Self-Care and Lifestyle Tips
Generally, no specific diet can help relieve the symptoms of hypothyroidism. It is vital to consume a healthy, well-balanced diet that includes a variety of foods to maintain good health.
While there is no evidence to support the consumption or avoidance of certain foods for improving thyroid function, you may consult a nutrition professional for a diet that supports your medications.
The use of supplements may be considered only upon consultation with your doctor. He will analyze whether you need supplements and accordingly alter the dosage to prevent any adverse reaction with the thyroid drugs.
Here are some dietary considerations to keep in mind when dealing with hypothyroidism:
1. Manage your iodine intake
Iodine is essential for the normal functioning of the thyroid gland. The majority of your iodine intake is through the consumption of iodized salt added to foods, but you may also take supplements if required.
Consult your doctor before starting iodine supplements, as iodine consumption can cause harmful side effects in people with autoimmune disorders such as Hashimoto’s disease.
Iodine supplements or foods with high iodine content, such as kelp, dulse, and other seaweeds, can cause or aggravate hypothyroidism. Follow a diet helpful for weight control. Obesity is a significant risk factor for hypothyroidism, and vegans are less likely to develop hypothyroidism.
A study conducted in 2013 showed an association between a vegan diet and a lowered risk of hypothyroidism. (8)
Another study found an increase in oxidative stress in women who were undergoing thyroxine replacement for Hashimoto’s disease. Results showed that a normal BMI and daily consumption of fruits and vegetables were associated with the lowering of oxidative stress levels. (9)
2. Exercise regularly
Aerobic exercises can help improve blood circulation, burn calories, boost metabolism by increasing muscle mass, and enhance the circulation of thyroid hormones. All these factors might contribute to the improvement of symptoms that are associated with hypothyroidism. (10)(11)

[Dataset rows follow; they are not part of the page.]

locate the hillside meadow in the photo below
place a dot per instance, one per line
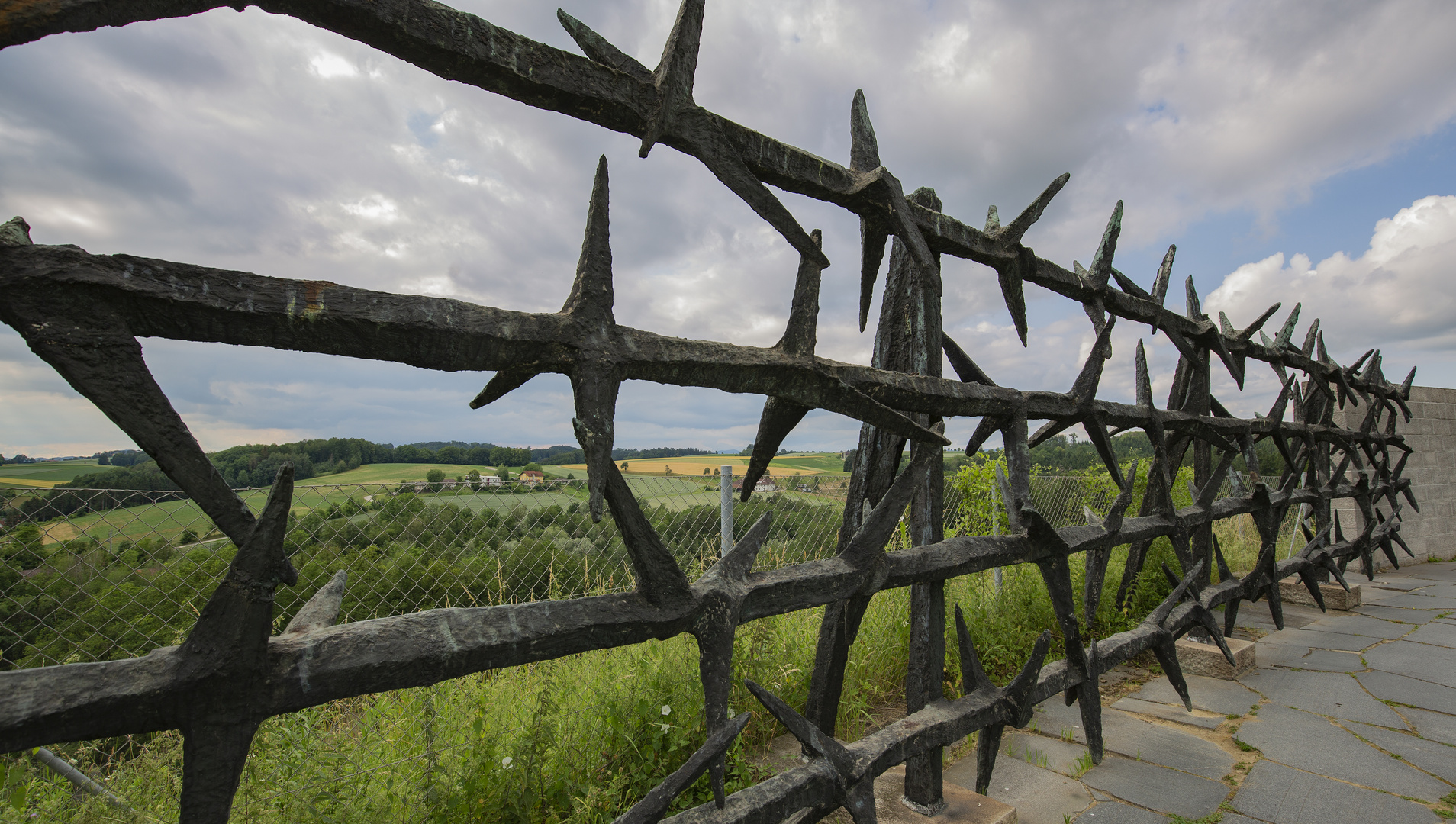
(46, 475)
(782, 466)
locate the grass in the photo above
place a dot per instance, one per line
(574, 740)
(694, 466)
(394, 474)
(46, 475)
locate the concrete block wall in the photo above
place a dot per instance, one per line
(1432, 433)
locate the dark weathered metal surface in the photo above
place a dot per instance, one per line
(82, 315)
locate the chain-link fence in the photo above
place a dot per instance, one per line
(104, 574)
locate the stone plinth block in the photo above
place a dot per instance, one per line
(962, 806)
(1334, 594)
(1207, 660)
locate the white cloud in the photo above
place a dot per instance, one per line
(235, 140)
(1396, 293)
(328, 64)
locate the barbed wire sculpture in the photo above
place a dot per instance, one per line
(82, 314)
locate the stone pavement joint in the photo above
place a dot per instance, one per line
(1283, 795)
(1158, 788)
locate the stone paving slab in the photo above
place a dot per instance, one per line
(1322, 694)
(1417, 602)
(1316, 639)
(1117, 813)
(1396, 613)
(1390, 686)
(1040, 797)
(1361, 625)
(962, 806)
(1059, 756)
(1258, 616)
(1213, 695)
(1435, 726)
(1159, 788)
(1403, 583)
(1277, 793)
(1136, 739)
(1438, 633)
(1168, 713)
(1329, 661)
(1432, 756)
(1435, 572)
(1313, 743)
(1413, 660)
(1277, 654)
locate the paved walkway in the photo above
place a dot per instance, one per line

Note: Since an underactive thyroid can slow down the heart rate, sudden exercises can cause a sudden increase in the heart rate, which may be harmful. Therefore, heavy, strenuous activities should be avoided until you are certain that your thyroid condition is under good control. It is vital to consult your doctor before starting any exercise routine.
Does Hypothyroidism Cause Weight Gain?
Hypothyroidism slows down your metabolism. Thus, it is easier for fat to accumulate in your body. Additionally, hypothyroidism makes losing weight difficult due to the improper functioning of the body.
However, not all patients with hypothyroidism have excessive fat. Generally, the extra weight may be a result of excess retained salt and water. In some severe cases, weight gain may be caused by myxedema.
Often, weight gain associated with severe cases of hypothyroidism can lead to sleep apnea, which is a sleep disorder that is associated with repetitive pauses in breathing while asleep. This condition results in disturbed sleep and daytime sleepiness.
Hypothyroidism is generally a disorder that is easy to diagnose and treat with a low risk of side effects leading from such treatment. It is important to follow up regularly with your healthcare provider so that they can determine whether it is appropriate to screen you for thyroid dysfunction.
If your general practitioner has difficulty getting your thyroid levels balanced, then you may benefit from seeing an endocrinologist, a specialist in thyroid disorders.